THURSDAY, March 1 — The Ingham County Board of Commissioners approved a resolution calling on Meijer to reconsider its decision to eliminate free publications in its stores in the Lansing area.
“The Ingham County Board of Commissioners supports local business and use these publications as a way to inform the community of important notices, public hearings, changes in ordinances and public policy, promote County government and solicit bids and requests for proposals from local businesses,” the resolution, which was approved Tuesday, says.
“This new policy could have an adverse impact on the thousands of residents who rely on these publications for information and notices from Ingham County, as well as other governmental entities,” it adds.
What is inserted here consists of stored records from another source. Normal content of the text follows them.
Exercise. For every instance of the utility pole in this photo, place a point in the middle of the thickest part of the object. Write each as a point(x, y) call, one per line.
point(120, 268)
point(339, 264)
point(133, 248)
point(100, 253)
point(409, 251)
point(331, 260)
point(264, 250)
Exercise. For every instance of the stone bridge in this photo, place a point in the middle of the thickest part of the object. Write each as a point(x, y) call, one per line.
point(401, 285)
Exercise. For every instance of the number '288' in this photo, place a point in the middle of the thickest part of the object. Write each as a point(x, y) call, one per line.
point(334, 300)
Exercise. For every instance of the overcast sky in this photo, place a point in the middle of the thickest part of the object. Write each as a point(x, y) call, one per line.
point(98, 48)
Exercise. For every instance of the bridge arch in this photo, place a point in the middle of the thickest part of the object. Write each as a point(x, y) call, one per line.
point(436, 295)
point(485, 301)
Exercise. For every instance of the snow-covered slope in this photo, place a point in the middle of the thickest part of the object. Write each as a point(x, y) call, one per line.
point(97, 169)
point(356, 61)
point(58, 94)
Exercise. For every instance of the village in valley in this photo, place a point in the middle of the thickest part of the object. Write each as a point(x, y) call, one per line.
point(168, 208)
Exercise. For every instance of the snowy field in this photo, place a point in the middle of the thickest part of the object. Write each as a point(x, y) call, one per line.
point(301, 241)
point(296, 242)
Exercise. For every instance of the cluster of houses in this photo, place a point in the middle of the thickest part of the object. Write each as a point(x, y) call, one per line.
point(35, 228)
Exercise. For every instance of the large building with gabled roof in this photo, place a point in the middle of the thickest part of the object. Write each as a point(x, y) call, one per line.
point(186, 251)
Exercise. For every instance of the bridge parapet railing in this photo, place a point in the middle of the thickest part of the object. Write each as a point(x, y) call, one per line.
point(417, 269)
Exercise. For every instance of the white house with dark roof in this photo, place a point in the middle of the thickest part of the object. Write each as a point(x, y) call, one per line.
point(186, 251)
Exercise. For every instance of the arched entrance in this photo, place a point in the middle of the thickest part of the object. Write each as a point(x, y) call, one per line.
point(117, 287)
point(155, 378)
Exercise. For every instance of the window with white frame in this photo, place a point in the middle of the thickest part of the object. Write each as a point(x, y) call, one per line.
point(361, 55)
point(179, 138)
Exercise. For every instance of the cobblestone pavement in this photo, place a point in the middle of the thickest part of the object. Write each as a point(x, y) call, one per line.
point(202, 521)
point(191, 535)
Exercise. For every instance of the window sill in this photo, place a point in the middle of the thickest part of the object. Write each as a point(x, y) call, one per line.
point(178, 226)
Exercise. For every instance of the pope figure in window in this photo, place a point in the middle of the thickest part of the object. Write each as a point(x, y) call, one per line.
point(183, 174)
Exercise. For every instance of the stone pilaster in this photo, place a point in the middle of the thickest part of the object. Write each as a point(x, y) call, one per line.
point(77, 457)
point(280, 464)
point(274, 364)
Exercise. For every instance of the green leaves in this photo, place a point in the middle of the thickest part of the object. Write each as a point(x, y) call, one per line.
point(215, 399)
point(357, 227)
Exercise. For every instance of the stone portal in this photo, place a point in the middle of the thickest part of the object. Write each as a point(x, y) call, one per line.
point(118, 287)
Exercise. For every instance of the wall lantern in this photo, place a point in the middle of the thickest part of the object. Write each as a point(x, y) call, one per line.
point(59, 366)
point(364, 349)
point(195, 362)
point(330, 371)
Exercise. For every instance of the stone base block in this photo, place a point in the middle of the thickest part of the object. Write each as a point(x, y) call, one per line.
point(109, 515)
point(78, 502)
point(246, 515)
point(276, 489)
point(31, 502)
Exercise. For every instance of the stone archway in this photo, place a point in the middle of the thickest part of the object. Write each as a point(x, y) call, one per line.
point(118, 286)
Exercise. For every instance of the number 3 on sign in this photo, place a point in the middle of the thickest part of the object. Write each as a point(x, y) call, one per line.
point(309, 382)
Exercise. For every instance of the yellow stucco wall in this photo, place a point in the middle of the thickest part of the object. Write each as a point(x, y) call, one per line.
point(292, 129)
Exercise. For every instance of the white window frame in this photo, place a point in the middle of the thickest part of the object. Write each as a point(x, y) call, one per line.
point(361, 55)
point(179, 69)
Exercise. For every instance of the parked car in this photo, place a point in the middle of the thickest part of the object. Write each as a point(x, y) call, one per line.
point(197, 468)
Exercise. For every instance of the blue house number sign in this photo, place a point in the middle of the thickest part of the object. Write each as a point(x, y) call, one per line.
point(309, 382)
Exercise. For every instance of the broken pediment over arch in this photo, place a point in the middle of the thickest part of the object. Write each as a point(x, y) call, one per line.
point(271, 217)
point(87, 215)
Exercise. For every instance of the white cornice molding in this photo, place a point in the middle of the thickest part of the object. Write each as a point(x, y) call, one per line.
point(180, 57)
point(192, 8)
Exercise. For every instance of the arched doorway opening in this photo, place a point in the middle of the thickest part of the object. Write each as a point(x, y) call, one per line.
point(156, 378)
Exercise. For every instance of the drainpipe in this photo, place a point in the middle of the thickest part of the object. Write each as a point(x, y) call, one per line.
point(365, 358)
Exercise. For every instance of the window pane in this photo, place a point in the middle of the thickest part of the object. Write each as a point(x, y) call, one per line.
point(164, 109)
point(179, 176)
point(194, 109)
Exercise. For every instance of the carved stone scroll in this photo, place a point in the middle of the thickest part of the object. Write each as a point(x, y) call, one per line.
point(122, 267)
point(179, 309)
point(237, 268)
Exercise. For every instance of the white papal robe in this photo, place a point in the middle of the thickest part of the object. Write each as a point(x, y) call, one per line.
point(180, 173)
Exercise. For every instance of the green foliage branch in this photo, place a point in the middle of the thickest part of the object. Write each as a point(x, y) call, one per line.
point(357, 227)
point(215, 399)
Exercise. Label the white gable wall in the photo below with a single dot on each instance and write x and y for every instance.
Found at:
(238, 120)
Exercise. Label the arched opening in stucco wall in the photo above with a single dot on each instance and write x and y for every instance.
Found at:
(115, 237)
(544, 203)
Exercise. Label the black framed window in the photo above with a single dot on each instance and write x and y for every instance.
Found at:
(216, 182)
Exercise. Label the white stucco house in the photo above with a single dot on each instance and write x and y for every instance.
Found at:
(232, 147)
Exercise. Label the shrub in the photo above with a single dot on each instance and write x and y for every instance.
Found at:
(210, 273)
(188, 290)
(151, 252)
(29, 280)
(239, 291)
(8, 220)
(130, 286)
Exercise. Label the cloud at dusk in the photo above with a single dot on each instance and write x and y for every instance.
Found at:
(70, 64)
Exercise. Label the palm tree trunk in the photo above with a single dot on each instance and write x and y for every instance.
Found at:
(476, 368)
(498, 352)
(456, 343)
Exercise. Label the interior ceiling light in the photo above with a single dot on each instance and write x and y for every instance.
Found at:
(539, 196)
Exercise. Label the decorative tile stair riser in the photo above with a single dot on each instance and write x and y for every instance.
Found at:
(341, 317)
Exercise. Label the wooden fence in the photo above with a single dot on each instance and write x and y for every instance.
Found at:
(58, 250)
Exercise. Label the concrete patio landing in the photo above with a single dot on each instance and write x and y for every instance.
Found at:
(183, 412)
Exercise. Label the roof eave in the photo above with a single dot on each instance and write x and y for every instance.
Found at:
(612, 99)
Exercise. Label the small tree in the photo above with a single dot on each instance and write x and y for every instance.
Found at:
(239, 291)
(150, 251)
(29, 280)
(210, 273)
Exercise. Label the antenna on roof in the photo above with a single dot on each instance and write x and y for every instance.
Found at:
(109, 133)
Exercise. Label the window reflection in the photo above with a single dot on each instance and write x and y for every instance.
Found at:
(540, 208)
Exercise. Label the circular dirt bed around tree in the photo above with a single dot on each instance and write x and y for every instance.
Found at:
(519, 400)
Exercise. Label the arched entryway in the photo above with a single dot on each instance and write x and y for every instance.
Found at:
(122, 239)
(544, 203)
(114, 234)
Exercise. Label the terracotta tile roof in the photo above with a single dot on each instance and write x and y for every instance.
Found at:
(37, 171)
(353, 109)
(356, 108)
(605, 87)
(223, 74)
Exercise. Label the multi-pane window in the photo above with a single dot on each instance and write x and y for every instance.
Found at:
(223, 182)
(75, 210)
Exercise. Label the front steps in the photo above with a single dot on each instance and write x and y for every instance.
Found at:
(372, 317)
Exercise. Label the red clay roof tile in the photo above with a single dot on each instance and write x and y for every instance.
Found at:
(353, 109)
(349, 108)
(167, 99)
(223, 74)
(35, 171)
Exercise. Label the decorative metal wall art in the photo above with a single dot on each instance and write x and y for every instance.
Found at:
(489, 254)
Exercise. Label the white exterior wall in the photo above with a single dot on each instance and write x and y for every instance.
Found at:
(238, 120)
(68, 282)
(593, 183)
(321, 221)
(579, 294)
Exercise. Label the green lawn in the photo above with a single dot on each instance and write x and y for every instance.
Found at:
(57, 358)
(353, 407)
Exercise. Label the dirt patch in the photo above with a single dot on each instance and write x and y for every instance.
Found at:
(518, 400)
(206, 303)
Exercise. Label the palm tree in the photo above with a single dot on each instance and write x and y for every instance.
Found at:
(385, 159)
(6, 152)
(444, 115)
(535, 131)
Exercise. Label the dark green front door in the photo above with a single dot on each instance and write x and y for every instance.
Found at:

The Lansing City Council passed a similar resolution two weeks ago.In the Lansing area, Meijer has extended to March 15 when free publications may still be available. Elsewhere in the 199-store chain the deadline remains today. Publications in Lansing include City Pulse. Meanwhile, nearly 120 people have signed a petition posted Sunday thanking Meijer for extending the deadline and encouraging management to rescind its decision. The petition is available at http://www.change.org/petitions/vice-president-repeal-the-ban-on-free-publications-in-local-meijer-stores. Readers can also email Stacie Behler, Meijer vice president for public affairs, at stacie.behler@meijer/com and speak to store managers.
An earlier petition along the same lines garnered 229 signatures.
Meijer and City Pulse are exploring ways the publication may remain in the eight stores in Greater Lansing, editor and publisher Berl Schwartz said.More than 3,000 readers a week pick up their papers at Meijer, he said.
“I’m gratified by the reader response and delighted that Meijer has reacted positively to it,” Schwartz said. “I’m hoping something satisfactory to all parties can be worked out. Until it is, however, I think the best course is for readers to continue to let Meijer know how important it is to them that Meijer remain a hub of community information.”